Тэлли повернулась к Дэвиду. Он печально сидел рядом с матерью, на столе перед ним стояла нетронутая чашка чая. Родители пока сказали не все о своих подозрениях. Но Тэлли догадывалась, что Дэвид не видит причин сохранять осторожность.
— А ты как думаешь? — спросила она у него.
— Ну… Ты же все знаешь о том, как жили ржавники, да? — спросил он. — Войны, преступность, всякое такое?
— Конечно. Они были безумцами. Они чуть не уничтожили весь мир.
— И из-за этого люди решили, что лучше не строить города в глуши, посреди дикой природы, что лучше оставить ее в покое, — произнес Дэвид, словно цитируя учебник. — И теперь все счастливы, потому что все выглядят одинаково. Все красивые. Ни ржавников, ни войн. Так?
— Да. В школе нам говорили, что на самом деле все очень сложно, но, в принципе, все примерно так.
Дэвид мрачновато усмехнулся.
— Может быть, на самом деле все не так уж сложно. Может быть, войны и все прочие пакости исчезли потому, что больше не стало противоречий, несогласия, не осталось людей, требующих перемен. Только толпы улыбающихся красоток и красавчиков да считанные люди, всем заправляющие.
Тэлли вспомнила о том, как они с Перисом перебирались через реку в Нью-Красотаун и глазели на свежеиспеченных красавцев и красоток, предающихся бесконечным развлечениям. Они с Перисом всегда твердили, что они-то уж ни за что не станут такими идиотами, такими тупицами.

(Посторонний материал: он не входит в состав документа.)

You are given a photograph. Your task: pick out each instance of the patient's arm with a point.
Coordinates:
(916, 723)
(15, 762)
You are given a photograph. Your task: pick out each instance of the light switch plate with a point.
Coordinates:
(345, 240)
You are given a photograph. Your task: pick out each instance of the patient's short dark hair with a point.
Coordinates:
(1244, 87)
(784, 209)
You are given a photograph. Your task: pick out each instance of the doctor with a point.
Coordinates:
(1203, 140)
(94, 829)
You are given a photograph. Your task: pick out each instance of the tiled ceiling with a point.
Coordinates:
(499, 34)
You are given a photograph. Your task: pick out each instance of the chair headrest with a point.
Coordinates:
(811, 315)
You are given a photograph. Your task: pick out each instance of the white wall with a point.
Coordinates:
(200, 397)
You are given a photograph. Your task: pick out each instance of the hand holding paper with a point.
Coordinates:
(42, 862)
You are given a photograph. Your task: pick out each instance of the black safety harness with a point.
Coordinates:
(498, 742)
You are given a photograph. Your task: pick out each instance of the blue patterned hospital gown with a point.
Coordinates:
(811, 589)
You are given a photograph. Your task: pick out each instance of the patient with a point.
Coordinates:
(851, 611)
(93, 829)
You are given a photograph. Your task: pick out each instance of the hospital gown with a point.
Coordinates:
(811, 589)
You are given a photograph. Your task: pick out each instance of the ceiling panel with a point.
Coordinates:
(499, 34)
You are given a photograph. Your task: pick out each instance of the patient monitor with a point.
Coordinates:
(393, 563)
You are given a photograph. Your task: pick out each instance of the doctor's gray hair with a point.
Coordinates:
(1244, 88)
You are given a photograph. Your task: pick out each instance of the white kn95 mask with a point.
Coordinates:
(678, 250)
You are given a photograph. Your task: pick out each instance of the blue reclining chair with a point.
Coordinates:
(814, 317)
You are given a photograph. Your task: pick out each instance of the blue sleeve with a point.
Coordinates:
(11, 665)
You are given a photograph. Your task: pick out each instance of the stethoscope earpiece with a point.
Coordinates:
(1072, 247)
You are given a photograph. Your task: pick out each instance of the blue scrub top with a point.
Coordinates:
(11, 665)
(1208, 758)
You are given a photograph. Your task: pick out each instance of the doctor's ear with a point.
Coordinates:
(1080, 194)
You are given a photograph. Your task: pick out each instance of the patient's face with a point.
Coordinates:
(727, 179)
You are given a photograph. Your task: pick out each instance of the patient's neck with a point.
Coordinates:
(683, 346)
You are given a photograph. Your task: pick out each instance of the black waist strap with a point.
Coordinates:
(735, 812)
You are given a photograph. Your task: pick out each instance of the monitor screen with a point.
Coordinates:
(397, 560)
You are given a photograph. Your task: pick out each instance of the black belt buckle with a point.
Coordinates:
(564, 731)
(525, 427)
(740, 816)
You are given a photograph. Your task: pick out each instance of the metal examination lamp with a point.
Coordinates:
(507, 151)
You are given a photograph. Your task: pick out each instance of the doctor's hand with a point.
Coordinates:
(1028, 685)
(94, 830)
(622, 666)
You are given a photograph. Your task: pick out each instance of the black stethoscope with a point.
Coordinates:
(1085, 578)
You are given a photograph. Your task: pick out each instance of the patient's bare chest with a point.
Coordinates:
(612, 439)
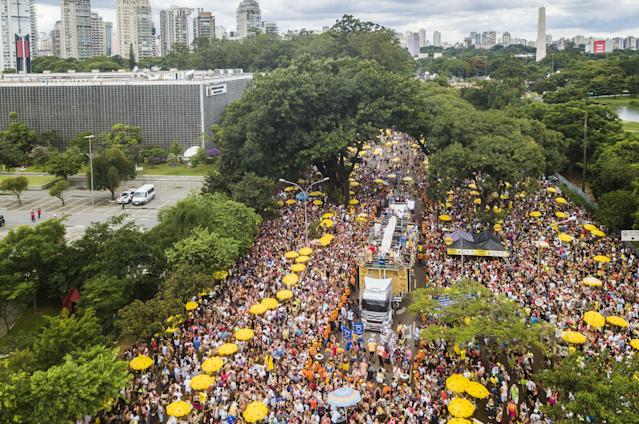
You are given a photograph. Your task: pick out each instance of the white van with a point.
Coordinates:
(143, 194)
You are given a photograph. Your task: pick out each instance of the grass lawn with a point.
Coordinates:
(165, 169)
(34, 180)
(25, 328)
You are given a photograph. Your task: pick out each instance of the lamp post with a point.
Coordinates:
(323, 180)
(90, 138)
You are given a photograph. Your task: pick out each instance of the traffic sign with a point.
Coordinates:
(629, 235)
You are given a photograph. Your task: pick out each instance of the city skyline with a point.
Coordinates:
(454, 20)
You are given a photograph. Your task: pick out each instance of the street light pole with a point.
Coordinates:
(90, 138)
(305, 201)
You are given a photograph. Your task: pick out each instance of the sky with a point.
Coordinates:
(455, 19)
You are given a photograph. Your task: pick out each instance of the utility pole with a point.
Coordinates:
(585, 158)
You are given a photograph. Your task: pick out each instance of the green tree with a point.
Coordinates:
(64, 164)
(205, 251)
(110, 168)
(616, 209)
(58, 189)
(14, 185)
(30, 262)
(79, 386)
(64, 334)
(595, 389)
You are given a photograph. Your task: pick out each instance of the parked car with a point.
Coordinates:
(143, 194)
(125, 197)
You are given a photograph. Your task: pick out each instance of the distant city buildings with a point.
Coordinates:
(204, 26)
(174, 28)
(18, 34)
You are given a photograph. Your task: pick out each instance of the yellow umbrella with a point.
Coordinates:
(327, 223)
(201, 382)
(573, 337)
(594, 319)
(244, 334)
(592, 281)
(458, 420)
(617, 321)
(461, 408)
(257, 309)
(326, 239)
(179, 408)
(227, 349)
(284, 294)
(291, 255)
(566, 238)
(212, 365)
(290, 279)
(477, 390)
(270, 303)
(306, 251)
(298, 267)
(302, 259)
(254, 412)
(602, 259)
(457, 383)
(140, 362)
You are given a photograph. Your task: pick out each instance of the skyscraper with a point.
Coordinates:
(97, 35)
(541, 34)
(204, 25)
(135, 28)
(249, 17)
(174, 27)
(75, 33)
(423, 42)
(437, 39)
(18, 34)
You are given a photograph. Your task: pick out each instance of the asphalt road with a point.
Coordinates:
(80, 213)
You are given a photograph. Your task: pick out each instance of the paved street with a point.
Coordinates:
(80, 213)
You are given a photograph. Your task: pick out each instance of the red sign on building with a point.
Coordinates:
(599, 47)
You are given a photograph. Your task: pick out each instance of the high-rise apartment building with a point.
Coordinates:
(249, 17)
(541, 35)
(135, 28)
(108, 38)
(75, 33)
(97, 35)
(174, 28)
(423, 42)
(55, 39)
(437, 39)
(506, 39)
(204, 25)
(18, 34)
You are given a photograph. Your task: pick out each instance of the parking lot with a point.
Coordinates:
(80, 213)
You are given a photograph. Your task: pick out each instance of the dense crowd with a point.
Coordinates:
(298, 355)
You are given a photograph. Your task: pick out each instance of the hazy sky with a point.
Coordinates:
(453, 18)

Но когда она его увидела…
— Когда тебя делают красивым, меняешься не только внешне, — сделала свой вывод Тэлли.
— Вот именно, — подтвердил Дэвид. — Ты начинаешь иначе думать.

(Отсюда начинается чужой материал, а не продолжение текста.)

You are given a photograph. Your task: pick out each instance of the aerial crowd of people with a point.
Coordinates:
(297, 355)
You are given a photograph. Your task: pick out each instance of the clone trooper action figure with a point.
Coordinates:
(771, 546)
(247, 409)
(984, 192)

Они засиделись далеко за полночь и говорили с Мэдди и Эзом об их открытиях, о том, как они бежали из города, как основали Дым. Наконец Тэлли пришлось задать вопрос, который вертелся у нее на языке с той самой минуты, когда она вошла в дом.
— Но как же вы изменились? Я в том смысле, что вы были красивыми, а теперь…
— Подурнели? — с улыбкой спросил Эз. — Это было просто. Мы с Мэдди — специалисты по физической части операции. Когда хирурги создают красивое лицо, используется особый вид «умного» пластика, чтобы придать нужную форму костям. Когда нужно юного красавца сделать взрослым или пожилым, в этот пластик делают инъекции химического катализатора, и пластик становится мягким, как глина.
— Ого… — Тэлли зябко поежилась, представив себе, как ее лицо вдруг размягчается и из него можно лепить что угодно.
— При каждодневном введении этого препарата пластик постепенно тает и растворяется в организме. Лицо человека приобретает изначальные черты. Более или менее изначальные.
Тэлли удивленно вздернула брови.
— «Более или менее»?
— Мы можем добиться только приблизительных результатов в тех местах, где кость была срезана. К тому же без хирургического вмешательства невозможно добиться значительных изменений в таких показателях, как, скажем, рост человека. У нас с Мэдди остались все некосметические преимущества операции: непортящиеся зубы, идеальное зрение, сопротивляемость к болезням. Но красоты у нас примерно столько же, сколько ее было бы без всякой операции. Черты лица легко вернуть на место — точно так же, как удаленный жирок. — Он похлопал себя по животу.